Group 1 preparing their proposal for the ACO NextGen Design Charrette. Photo by Stephanie Mah.

The first group proposed that the Terminal be converted into an e-waste recycling centre. They argued that the station once facilitated the movement of people, and this new program would facilitate the movement of products. Visitors to the Terminal would drop off discarded technology, and would have the option to learn how to repair the items, or how to mine the old products for useful resources. To support the main focus of an e-waste facility, they also included a landscaped area, café, and lounge. While the panel received this proposal favourably, they felt that it hinged too much on the one program and would have liked more breadth.

The winning group holding their prize: a copy of Toronto Architecture: A City Guide. Photo by Stephanie Mah.

Titled Grey Coach Commons, the winning proposal increased the density of the site considerably, and was "very mature and developed in terms of its program," said panel member Steven Bell. It included a residential and commercial tower, a cultural centre, a museum, a food hall, several retail units, a lobby area, and a connection to the PATH underneath. They intended the museum to house a collection of 500,000 artifacts from The Ward that were discovered in a recent excavation adjacent to city hall. (This collection is on display in the city hall lobby for the next 5 years, but the number of artifacts is overwhelmingly large and would benefit from a dedicated space.) The panel felt this proposal was most appropriate for its context, given that the city is looking at alternative land uses especially within this highly sought after neighbourhood.

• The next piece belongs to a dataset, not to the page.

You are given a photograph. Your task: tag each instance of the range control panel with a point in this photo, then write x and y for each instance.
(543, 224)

Other presentations offered a rich variety of programs and imaginative thinking for the potential for the Toronto Couch Terminal. Group 3 expressed a desire to engage strongly with the layers of history embedded in the site by asking questions: How did people live in The Ward? What storey would they want to tell? How do we best carry the past into the future? They proposed spaces that would facilitate honest conversations with the history of the site, including a publicly accessible exhibition, an open green space, a market, several incubator studios, and a number of live/work units. Group 4 focused on culture and the arts by designing a terraced grassy amphitheatre, a rooftop community garden, and a food market. They envisioned the space facilitating the artistic ambitions of the neighbourhood, and identified opportunities for partnerships with nearby cultural institutions that require seasonal overflow space, such as the adjacent mosque Masjid Toronto. While the judges had to choose only one group, they applauded all presentations for their unique ideas and respect for the heritage building.

While nothing has been proposed for the Toronto Coach Terminal yet, the varied interventions brainstormed by each group demonstrates some of the potential of the Toronto Coach Terminal in the future. Initiatives such as the ACO Design Charrette show that students and young professionals are eager to preserve heritage structures in Toronto. Leading a pro-active conservation effort will help to ensure that an eventual redevelopment of the site will be sensitive to its Art Deco history.